If you get massage therapy as part of physical therapy, Part B pays 80% of allowable charges after you meet your Part B deductible. 

Medicare Supplement Plans and Massage Therapy

A Medicare Supplement plan (also known as Medigap) pays your out-of-pocket costs under Part A and Part B. If a service is covered by Original Medicare, it’s also covered by your Medigap plan. All Medigap plans pay some or all of your Part B coinsurance.

In other words, if you get massage therapy from a licensed physical therapist, your Medigap plan will cover your share of the charges. In contrast, if you are treated by a massage therapist, your treatment isn’t covered by Medigap.

Do Medicare Advantage Plans Cover Massage Therapy?

Even though Medicare Advantage is offered by private insurance companies, these insurers still must provide all the same benefits as Original Medicare at a minimum. In many cases, they offer extra benefits to their members.

This works to your advantage because plans have to compete for members.
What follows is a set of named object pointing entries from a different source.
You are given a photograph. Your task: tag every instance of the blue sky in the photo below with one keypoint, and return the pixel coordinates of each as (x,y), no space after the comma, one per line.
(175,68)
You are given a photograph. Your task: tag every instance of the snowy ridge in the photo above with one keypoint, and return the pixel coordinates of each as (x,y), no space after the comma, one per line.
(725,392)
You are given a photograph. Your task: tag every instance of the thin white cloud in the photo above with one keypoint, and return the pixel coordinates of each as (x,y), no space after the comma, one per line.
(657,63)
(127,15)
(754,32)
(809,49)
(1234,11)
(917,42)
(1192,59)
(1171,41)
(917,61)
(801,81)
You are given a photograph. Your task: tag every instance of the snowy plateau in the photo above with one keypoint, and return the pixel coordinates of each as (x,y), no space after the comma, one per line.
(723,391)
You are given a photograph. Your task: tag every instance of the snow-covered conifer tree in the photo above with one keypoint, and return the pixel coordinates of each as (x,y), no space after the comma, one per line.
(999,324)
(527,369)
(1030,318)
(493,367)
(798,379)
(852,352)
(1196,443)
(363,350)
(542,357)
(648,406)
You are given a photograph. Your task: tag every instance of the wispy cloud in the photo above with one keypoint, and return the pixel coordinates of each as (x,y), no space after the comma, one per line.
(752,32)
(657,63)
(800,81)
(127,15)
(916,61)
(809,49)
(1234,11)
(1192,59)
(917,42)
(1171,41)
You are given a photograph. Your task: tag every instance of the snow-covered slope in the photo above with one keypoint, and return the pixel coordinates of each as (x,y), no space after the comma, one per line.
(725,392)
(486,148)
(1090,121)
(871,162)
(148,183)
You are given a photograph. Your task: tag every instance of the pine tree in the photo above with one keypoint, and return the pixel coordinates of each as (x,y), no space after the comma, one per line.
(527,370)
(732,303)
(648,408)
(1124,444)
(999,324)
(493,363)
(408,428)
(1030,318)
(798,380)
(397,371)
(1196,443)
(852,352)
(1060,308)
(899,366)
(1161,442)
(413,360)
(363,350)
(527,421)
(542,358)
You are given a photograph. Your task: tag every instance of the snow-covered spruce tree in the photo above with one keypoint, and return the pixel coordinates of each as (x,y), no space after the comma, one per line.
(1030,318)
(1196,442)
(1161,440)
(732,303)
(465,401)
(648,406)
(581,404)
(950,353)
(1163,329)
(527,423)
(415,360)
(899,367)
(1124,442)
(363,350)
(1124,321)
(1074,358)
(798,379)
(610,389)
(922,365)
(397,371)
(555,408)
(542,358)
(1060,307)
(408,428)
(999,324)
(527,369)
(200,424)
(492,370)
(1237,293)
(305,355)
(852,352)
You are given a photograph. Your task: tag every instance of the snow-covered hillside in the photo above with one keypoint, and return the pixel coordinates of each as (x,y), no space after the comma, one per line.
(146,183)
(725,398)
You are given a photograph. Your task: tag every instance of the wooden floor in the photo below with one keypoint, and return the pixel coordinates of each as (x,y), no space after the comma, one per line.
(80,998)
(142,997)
If a plan offers benefits that appeal to a large number of Medicare beneficiaries, they stand a better chance of enrolling new members. That’s why so many Medicare Advantage plans go above and beyond to provide coverage for routine vision, dental, and hearing care, even though those services aren’t covered by Original Medicare.

This is also the reason why some Medicare Advantage plans include benefits for massage therapy. As massage therapy grows in popularity and gains acceptance in the medical community, more people look for health plans that cover it. 

Understanding Massage Therapy Benefits

One of the problems with insurance coverage for massage therapy is that state licensing laws determine whether therapists can bill insurance companies for their services. Each state has different requirements, with some not allowing insurance billing at all.

Another problem is that many massage therapy services aren’t standardized for insurance billing. This makes it difficult for an insurance company to standardize its benefits.

Insurance companies generally handle massage therapy benefits in one of two ways. They either pay a flat amount for a massage therapy session, or they offer an annual massage therapy allowance.

If your Medicare Advantage plan covers massage therapy, it’s important to find out how the benefit is handled. You should also ask about any coverage restrictions that may apply. Some plans require a doctor’s order and proof of medical necessity. Others may only pay for services with certain massage therapy providers.

Massage Therapy and HSAs

If you have a health savings account (HSA), you may be able to use those funds to pay for massage therapy. To count as a qualified expense, the massage therapy must be deemed as medically necessary. Generally, a letter from your doctor will suffice to prove such services as a medical necessity.

Although Medicare currently doesn’t cover most massage therapy services, that could change as its role evolves as an accepted medical treatment.

The good news is that even if your Medicare Advantage plan doesn’t offer massage therapy benefits, you may still be able to get affordable treatment. If you have a local massage school nearby, you may get massage therapy at a steep discount. Many massage therapy practices also offer membership options that lower the cost of individual sessions.

If you do have massage therapy benefits with your Medicare coverage, be sure that you fully understand the specific benefits available to you before you book a massage. That way, you’ll avoid any unpleasant surprises at billing time.